Many clients eligible for legal aid are underserved, and providers have undertaken a variety of strategies to expand assistance. Legal services providers to people with HIV have tailored delivery models in response to the needs of groups within the HIV-infected community.
This article chronicles the legal community's culture-specific responses to the changing demographics of the HIV epidemic, from the early days of the "gay plague" and the first wave of the HIV to the second-wave needs of low-income people with HIV. We identify the "third wave" of the HIV epidemic, which is marked by the large growth in the number of HIV-infected women - especially women of color - and explore the gender-specific barriers that make it difficult for them to access legal services.

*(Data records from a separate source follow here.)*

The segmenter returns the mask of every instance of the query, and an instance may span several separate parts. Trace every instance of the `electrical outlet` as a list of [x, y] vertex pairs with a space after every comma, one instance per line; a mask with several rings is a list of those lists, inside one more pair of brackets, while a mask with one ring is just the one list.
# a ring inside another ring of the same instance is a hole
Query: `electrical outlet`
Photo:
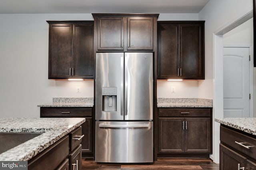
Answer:
[[81, 93], [81, 87], [80, 86], [76, 86], [76, 93]]
[[175, 86], [172, 86], [172, 93], [176, 93], [176, 87]]

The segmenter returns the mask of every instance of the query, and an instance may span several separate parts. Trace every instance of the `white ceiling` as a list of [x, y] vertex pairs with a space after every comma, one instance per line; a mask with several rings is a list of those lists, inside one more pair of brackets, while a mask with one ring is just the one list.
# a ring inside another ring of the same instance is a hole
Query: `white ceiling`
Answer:
[[0, 0], [0, 14], [198, 13], [209, 0]]

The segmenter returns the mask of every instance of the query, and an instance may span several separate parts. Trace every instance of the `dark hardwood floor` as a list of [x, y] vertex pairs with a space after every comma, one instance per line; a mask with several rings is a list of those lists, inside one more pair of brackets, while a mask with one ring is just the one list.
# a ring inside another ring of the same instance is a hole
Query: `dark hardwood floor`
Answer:
[[218, 170], [218, 164], [209, 159], [159, 158], [153, 163], [99, 163], [82, 158], [82, 170]]

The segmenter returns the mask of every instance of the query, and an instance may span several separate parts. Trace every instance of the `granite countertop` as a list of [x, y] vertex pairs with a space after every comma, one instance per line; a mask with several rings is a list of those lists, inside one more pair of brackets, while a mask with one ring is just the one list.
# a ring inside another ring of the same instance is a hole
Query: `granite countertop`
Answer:
[[216, 118], [215, 120], [222, 124], [256, 135], [256, 118]]
[[200, 98], [157, 98], [158, 107], [212, 107], [212, 100]]
[[0, 118], [0, 132], [42, 134], [0, 154], [0, 161], [27, 161], [85, 122], [85, 118]]
[[51, 103], [38, 105], [38, 107], [93, 107], [93, 97], [54, 97]]

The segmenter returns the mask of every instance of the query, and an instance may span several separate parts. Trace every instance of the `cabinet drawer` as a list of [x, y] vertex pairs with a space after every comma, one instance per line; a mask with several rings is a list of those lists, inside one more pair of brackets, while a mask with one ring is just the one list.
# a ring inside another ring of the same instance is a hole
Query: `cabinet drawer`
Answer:
[[80, 144], [84, 136], [82, 136], [82, 127], [80, 127], [69, 134], [70, 151], [72, 152]]
[[159, 117], [210, 117], [210, 109], [159, 109]]
[[41, 117], [92, 117], [92, 108], [41, 107]]
[[68, 159], [66, 159], [56, 170], [69, 170]]
[[[221, 126], [220, 141], [247, 156], [256, 157], [256, 139]], [[246, 148], [246, 146], [250, 147]]]
[[68, 136], [57, 142], [28, 162], [28, 169], [47, 170], [55, 169], [68, 155]]
[[246, 170], [256, 170], [256, 163], [248, 159], [246, 160]]

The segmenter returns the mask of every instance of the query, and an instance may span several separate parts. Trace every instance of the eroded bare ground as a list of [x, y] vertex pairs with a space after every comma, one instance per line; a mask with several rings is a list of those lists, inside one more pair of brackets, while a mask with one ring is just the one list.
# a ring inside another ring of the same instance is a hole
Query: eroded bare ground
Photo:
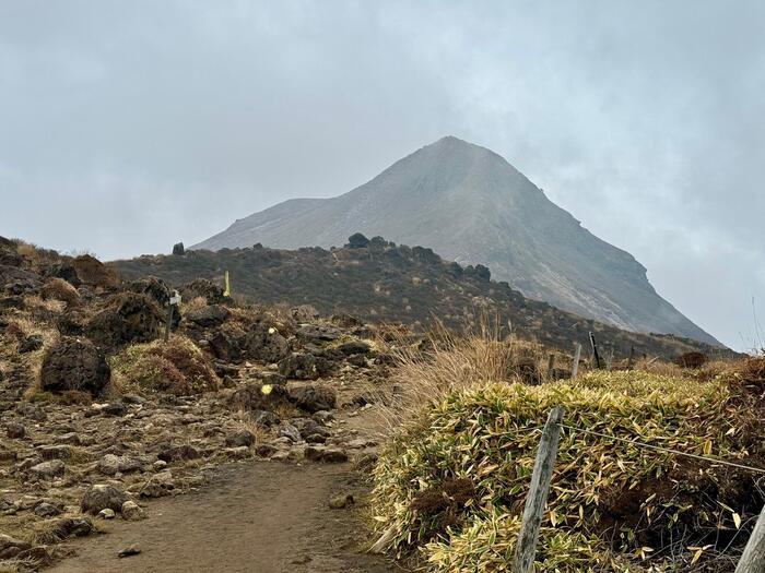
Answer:
[[[352, 494], [356, 503], [329, 509], [338, 494]], [[52, 571], [401, 571], [364, 552], [365, 497], [349, 464], [227, 466], [210, 487], [151, 503], [150, 520], [113, 521], [105, 535], [73, 541], [76, 557]], [[117, 557], [133, 544], [141, 553]]]

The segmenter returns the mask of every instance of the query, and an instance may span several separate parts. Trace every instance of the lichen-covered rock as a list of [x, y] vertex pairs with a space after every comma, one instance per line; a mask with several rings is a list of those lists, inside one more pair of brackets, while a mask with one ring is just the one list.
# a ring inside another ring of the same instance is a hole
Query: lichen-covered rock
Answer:
[[186, 314], [186, 319], [204, 329], [220, 326], [228, 318], [231, 311], [221, 305], [208, 305], [201, 309], [192, 310]]
[[148, 343], [165, 324], [160, 308], [148, 295], [120, 293], [85, 325], [85, 334], [99, 346], [115, 347]]
[[252, 360], [278, 362], [290, 354], [290, 344], [275, 326], [260, 321], [247, 332], [245, 351]]
[[111, 371], [104, 354], [84, 338], [63, 336], [43, 357], [40, 389], [46, 392], [101, 393]]
[[122, 511], [122, 504], [128, 501], [128, 497], [113, 486], [96, 484], [85, 492], [80, 502], [80, 509], [83, 513], [98, 515], [103, 510], [111, 510], [114, 512]]
[[290, 399], [301, 409], [309, 413], [329, 410], [337, 406], [338, 395], [327, 386], [305, 385], [292, 387]]

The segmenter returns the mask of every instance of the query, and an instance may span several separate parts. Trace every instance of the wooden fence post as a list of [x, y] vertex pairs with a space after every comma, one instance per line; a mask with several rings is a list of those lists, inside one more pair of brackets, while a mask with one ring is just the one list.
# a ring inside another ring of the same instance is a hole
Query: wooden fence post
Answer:
[[548, 503], [550, 481], [557, 456], [561, 421], [563, 421], [563, 407], [555, 406], [548, 415], [548, 422], [544, 425], [542, 439], [539, 441], [534, 470], [531, 474], [531, 487], [526, 497], [523, 518], [520, 523], [518, 545], [513, 561], [513, 573], [529, 573], [533, 568], [539, 526], [542, 523], [542, 514]]
[[574, 348], [574, 363], [572, 365], [572, 380], [579, 373], [579, 358], [581, 358], [581, 345], [576, 343]]
[[600, 370], [600, 356], [598, 355], [598, 343], [595, 341], [595, 334], [590, 331], [590, 345], [592, 346], [592, 358], [595, 360], [595, 367]]
[[765, 505], [746, 542], [735, 573], [762, 573], [765, 571]]

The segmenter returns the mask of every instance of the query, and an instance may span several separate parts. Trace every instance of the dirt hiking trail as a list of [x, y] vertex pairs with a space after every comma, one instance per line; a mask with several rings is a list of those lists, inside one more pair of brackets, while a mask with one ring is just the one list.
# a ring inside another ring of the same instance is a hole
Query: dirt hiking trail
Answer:
[[[338, 493], [356, 503], [329, 509]], [[364, 552], [365, 494], [349, 464], [229, 466], [198, 492], [153, 502], [150, 520], [102, 522], [106, 535], [72, 542], [76, 556], [51, 571], [401, 572]], [[117, 557], [132, 544], [141, 553]]]

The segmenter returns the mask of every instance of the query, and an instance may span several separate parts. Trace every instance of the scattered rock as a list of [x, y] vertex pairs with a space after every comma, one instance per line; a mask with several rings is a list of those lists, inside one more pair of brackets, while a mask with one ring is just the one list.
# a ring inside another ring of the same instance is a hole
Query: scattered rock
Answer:
[[26, 541], [15, 539], [10, 535], [0, 534], [0, 559], [13, 559], [31, 547], [32, 545]]
[[143, 467], [143, 459], [128, 455], [106, 454], [98, 461], [98, 471], [105, 476], [114, 476], [117, 473], [129, 474]]
[[52, 479], [55, 477], [63, 476], [66, 466], [60, 459], [51, 459], [50, 462], [43, 462], [30, 468], [30, 473], [38, 479]]
[[175, 489], [175, 480], [169, 470], [160, 471], [151, 477], [141, 489], [142, 498], [162, 498], [173, 493]]
[[20, 440], [26, 435], [26, 428], [23, 423], [10, 421], [5, 425], [5, 435], [11, 440]]
[[284, 421], [279, 425], [279, 430], [276, 431], [279, 437], [289, 438], [293, 442], [301, 441], [301, 432], [292, 423]]
[[239, 430], [226, 437], [228, 447], [250, 446], [255, 443], [255, 434], [249, 430]]
[[290, 389], [290, 399], [309, 413], [329, 410], [337, 406], [337, 393], [327, 386], [305, 385]]
[[165, 324], [164, 313], [148, 295], [119, 293], [85, 324], [85, 334], [98, 345], [113, 348], [156, 338]]
[[132, 500], [122, 503], [121, 513], [122, 518], [129, 522], [138, 522], [145, 516], [141, 506]]
[[122, 504], [128, 501], [128, 497], [113, 486], [96, 484], [85, 492], [80, 502], [83, 513], [97, 515], [103, 510], [113, 512], [122, 511]]
[[197, 459], [201, 457], [196, 447], [191, 445], [174, 445], [167, 447], [156, 455], [163, 462], [183, 462], [186, 459]]
[[290, 345], [275, 326], [256, 322], [247, 333], [245, 350], [254, 360], [278, 362], [290, 354]]
[[43, 336], [31, 334], [19, 344], [19, 354], [34, 353], [43, 348]]
[[95, 395], [110, 375], [104, 354], [93, 343], [63, 336], [43, 358], [40, 389], [54, 393], [76, 390]]
[[255, 453], [260, 457], [271, 457], [276, 451], [276, 447], [271, 444], [258, 444], [255, 446]]
[[223, 324], [231, 311], [221, 305], [208, 305], [201, 309], [186, 314], [186, 319], [204, 329], [212, 329]]
[[305, 449], [306, 459], [311, 462], [344, 463], [348, 462], [348, 454], [339, 447], [326, 447], [323, 445], [309, 445]]
[[349, 505], [353, 505], [354, 499], [353, 496], [350, 493], [342, 493], [340, 496], [333, 496], [332, 498], [329, 499], [329, 509], [330, 510], [342, 510], [343, 508], [348, 508]]
[[141, 552], [141, 547], [138, 544], [130, 545], [117, 552], [118, 558], [126, 558], [131, 556], [137, 556]]
[[55, 517], [56, 515], [60, 515], [62, 512], [61, 508], [58, 505], [43, 501], [35, 505], [34, 513], [38, 517]]

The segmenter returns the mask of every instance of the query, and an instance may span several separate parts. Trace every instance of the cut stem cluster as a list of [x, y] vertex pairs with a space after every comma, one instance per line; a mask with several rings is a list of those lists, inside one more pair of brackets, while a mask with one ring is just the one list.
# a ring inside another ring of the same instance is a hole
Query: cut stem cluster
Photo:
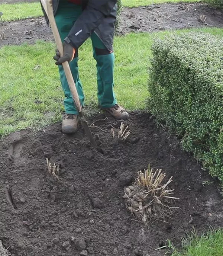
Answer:
[[[126, 140], [131, 133], [130, 130], [127, 131], [128, 128], [128, 126], [127, 125], [126, 127], [125, 124], [122, 122], [121, 123], [121, 125], [118, 129], [118, 138], [120, 138], [123, 141], [125, 141]], [[115, 137], [115, 131], [116, 129], [114, 128], [112, 128], [111, 129], [112, 134], [114, 138]]]
[[149, 166], [144, 172], [138, 172], [136, 182], [132, 186], [125, 188], [123, 197], [128, 209], [143, 222], [149, 222], [152, 219], [165, 221], [177, 208], [170, 206], [175, 200], [179, 199], [172, 195], [174, 190], [168, 188], [172, 177], [164, 183], [165, 176], [162, 170], [154, 172]]
[[47, 157], [46, 157], [46, 163], [47, 164], [47, 168], [48, 168], [49, 173], [53, 176], [54, 176], [57, 180], [59, 180], [59, 164], [56, 164], [54, 163], [54, 165], [52, 166]]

We describe the Berkeley Community Law Center's HIV/AIDS Law Project and its participation in the Family Care Network ("FCN"), a multidisciplinary collaborative serving low-income women, children and adolescents with HIV. The FCN brings together a broad range of disciplines and services under one roof and links the providers in a care team to address some of the most complex needs of women and families with HIV. The lawyer's role within the FCN is designed explicitly to respond to the needs of HIV-infected women by emphasizing: 1) "one-stop shopping;" 2) proactive needs assessment; 3) early intervention; and 4) multidisciplinary coordination of services.
The FCN model has shown great promise for increasing and improving services to women with HIV. The synergy of a multidisciplinary team increases considerably the information and options available to HIV-infected women as they make important health care, legal and other decisions for themselves. The new delivery system also raises challenging questions, however, about the role of the attorneys and law students, their relationships to clients, and the feasibility of reproducing the model elsewhere.